January 7, 2021, 16:00 CET
To celebrate the start of a new year, we will kick off 2021 with a Webinar. Not one, but four presenters will join us to share their knowledge about transcranial Direct Current Stimulation (tDCS). The webinar will be held on January 7, 16:00 CET. Register here!
About the talk
Transcranial Direct Current Stimulation (tDCS) is an innovative treatment modality in which a small current is applied to the brain using surface electrodes. It has been shown to enhance motor learning in healthy subjects and stroke patients and is therefore considered a potential new clinical tool for rehabilitation after stroke. However, even though several studies in sub-acute and chronic stroke patients have shown highly promising results, other studies did not show the added value of tDCS. The inconsistent results may largely be due to a lack of mechanistic understanding and tools to target tDCS to the individual patient.
”In our research, we aim to develop monitoring tools of individual functional brain organization of stroke patients that allow for individually targeted tDCS treatment for motor rehabilitation after stroke, integrated with a direct monitoring of its physiological and behavioral effects. In this webinar, we will present the background of this project together with the tools we developed, which includes methods to estimate and take into account the conductive property of stroke lesions in individualized models during non-invasive brain stimulation and EEG techniques to measure the effect of brain stimulation on motor learning.”

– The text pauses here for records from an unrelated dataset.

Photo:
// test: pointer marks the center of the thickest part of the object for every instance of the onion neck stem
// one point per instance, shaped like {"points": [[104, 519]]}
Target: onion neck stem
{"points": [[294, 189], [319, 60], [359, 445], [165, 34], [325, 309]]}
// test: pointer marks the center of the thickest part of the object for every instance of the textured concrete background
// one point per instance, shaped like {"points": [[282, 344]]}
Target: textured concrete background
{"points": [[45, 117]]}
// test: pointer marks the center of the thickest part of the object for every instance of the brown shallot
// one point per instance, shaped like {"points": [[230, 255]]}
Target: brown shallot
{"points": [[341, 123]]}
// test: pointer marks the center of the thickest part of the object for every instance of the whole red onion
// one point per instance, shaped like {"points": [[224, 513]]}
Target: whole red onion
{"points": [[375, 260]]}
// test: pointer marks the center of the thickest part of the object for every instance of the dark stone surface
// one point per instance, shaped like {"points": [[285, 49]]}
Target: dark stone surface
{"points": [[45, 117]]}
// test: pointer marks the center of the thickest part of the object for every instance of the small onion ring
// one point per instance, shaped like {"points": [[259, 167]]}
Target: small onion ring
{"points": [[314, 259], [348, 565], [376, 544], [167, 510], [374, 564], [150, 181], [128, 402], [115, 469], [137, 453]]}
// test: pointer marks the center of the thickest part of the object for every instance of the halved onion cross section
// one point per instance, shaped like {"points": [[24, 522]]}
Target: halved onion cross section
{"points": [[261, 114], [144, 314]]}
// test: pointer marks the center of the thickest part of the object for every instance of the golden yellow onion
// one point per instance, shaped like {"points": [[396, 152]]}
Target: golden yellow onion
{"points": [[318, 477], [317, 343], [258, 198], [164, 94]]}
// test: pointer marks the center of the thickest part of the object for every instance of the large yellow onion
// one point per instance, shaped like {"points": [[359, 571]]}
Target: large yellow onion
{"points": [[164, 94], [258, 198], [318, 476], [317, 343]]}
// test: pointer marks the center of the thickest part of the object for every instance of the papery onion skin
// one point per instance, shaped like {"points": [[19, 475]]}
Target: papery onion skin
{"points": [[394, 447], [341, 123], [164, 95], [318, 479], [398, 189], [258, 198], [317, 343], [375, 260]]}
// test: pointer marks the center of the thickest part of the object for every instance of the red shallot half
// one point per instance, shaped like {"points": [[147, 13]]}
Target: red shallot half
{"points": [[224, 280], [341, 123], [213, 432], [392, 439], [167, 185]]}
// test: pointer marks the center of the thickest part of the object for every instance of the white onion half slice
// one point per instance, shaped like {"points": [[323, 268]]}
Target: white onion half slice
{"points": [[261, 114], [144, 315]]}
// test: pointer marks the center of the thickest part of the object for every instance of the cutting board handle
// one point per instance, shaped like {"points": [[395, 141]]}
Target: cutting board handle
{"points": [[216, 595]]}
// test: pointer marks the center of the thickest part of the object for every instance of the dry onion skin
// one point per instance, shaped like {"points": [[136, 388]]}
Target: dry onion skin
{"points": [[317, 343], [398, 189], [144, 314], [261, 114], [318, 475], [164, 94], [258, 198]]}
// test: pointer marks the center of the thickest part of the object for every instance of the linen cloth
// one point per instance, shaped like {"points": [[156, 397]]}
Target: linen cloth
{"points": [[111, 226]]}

Read more about this interesting research in their related publications: BDNF Val66Met but not transcranial direct current stimulation affects motor learning after stroke, No effect of anodal tDCS on motor cortical excitability and no evidence for responders in a large double-blind placebo-controlled trial and TMS motor mapping: Comparing the absolute reliability of digital reconstruction methods to the golden standard.
About the speakers
Dr. Ruud Selles is an associate professor at the departments of Rehabilitation Medicine and Plastic Surgery at the Erasmus MC. He leads a research group on hand surgery and hand rehabilitation with interests in neurorehabilitation and neuromodulation, musculoskeletal disorders, ultrasound imaging and clinical study design. His main fields of application are disorders of the upper extremity, especially in stroke, hand arthrosis, hand trauma and Dupuytren’s disease. His stroke research aims at developing prediction models for upper limb stroke recovery and interventions to increase upper extremity functioning, including research on the use of transcranial direct current stimulation to enhance motor learning in stroke. Ruud Selles has authored over 160 peer-reviewed publications and received numerous grants for his research.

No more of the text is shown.